Die ISAF-Mission war nur ein – wenn auch bedeutender – Bestandteil des breit angelegten internationalen Engagements in Afghanistan. Deutschland wird sich in den kommenden Jahren weiterhin für eine soziale, wirtschaftliche und politische Stabilisierung einsetzen. Dies ist auch eine direkte Lehre aus Fehlern, die mit dem Abzug der Kampftruppen aus dem Irak gemacht wurden. Es gilt, einen „zweiten Irak“ zu verhindern. Der übereilte Rückzug der USA hat es ISIS erleichtert, die Kontrolle über ganze Landstriche zu übernehmen. Ein solches Szenario darf sich in Afghanistan nicht wiederholen. Positiv ist zu erwähnen, dass die Regierung besonnen vorgeht und sich um Einbeziehung aller Volksgruppen bemüht. Die neue afghanische Regierung hat am Tag nach der Amtsübernahme die NATO gebeten, mit der Ausbildungsmission „Resolute Support“ weiterhin unterstützend tätig zu sein. Zusätzlich zu unserem zivilen Engagement von jährlich bis zu 430 Millionen Euro werden wir uns in diesem Jahr mit maximal 850 Soldatinnen und Soldaten an der Mission zur Ausbildung und Unterstützung der afghanischen Sicherheitskräfte in Afghanistan beteiligen.

Wir sollten Afghanistan nicht aufgeben. Allzu häufig wird Afghanistan mit Terror, Extremismus und Rückständigkeit gleichgesetzt. Ein hoffnungsloser Fall. Doch in Afghanistan leben rund 30 Millionen Menschen. Ich bin 2007 und 2008 mehrere Wochen durch Afghanistan gereist, um mir einen eigenen Eindruck von der Lage zu verschaffen. Ich habe dabei viel Kritik gehört, aber auch viele mutige Menschen kennengelernt, die an die Zukunft ihres Landes glauben.

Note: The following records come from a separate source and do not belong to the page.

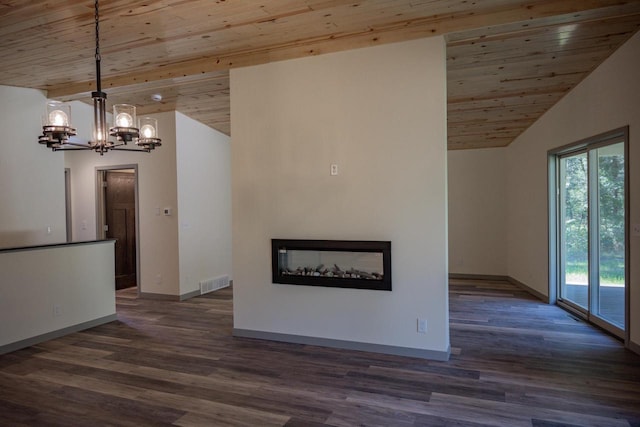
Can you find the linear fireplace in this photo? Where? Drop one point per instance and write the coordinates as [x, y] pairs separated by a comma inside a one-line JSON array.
[[332, 263]]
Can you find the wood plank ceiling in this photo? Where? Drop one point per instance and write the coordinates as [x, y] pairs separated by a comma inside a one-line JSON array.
[[508, 61]]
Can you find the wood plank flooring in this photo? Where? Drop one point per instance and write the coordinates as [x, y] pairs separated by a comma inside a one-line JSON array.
[[515, 362]]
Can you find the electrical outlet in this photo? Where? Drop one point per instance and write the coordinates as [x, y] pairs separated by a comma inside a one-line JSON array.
[[422, 326]]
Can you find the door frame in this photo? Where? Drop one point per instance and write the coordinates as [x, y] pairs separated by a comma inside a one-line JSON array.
[[100, 208], [586, 145]]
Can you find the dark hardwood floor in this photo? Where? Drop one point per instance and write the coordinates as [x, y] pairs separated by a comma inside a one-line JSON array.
[[515, 362]]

Nach 13 Jahren wurde der Kampfeinsatz gegen die Aufständischen am Hindukusch beendet, für den 55 deutsche Soldaten ihr Leben gelassen haben. Wir werden sie nicht vergessen. Die Afghanen haben nun selbst die Verantwortung übernommen. Vor allem die hohe Beteiligung an den Wahlen, aber auch die Erfolge der Sicherheitskräfte bei deren Absicherung, sprechen für den Willen der afghanischen Bevölkerung, das Erreichte nicht zu verspielen. Es ist an uns, diese Menschen weiterhin zu unterstützen. Afghanistan war einst ein friedliches und lebenswertes Land, das mit Deutschland freundschaftliche Beziehungen pflegte. Bis heute erinnern sich viele Afghanen an diese Jahre. Wir sollten es auch tun.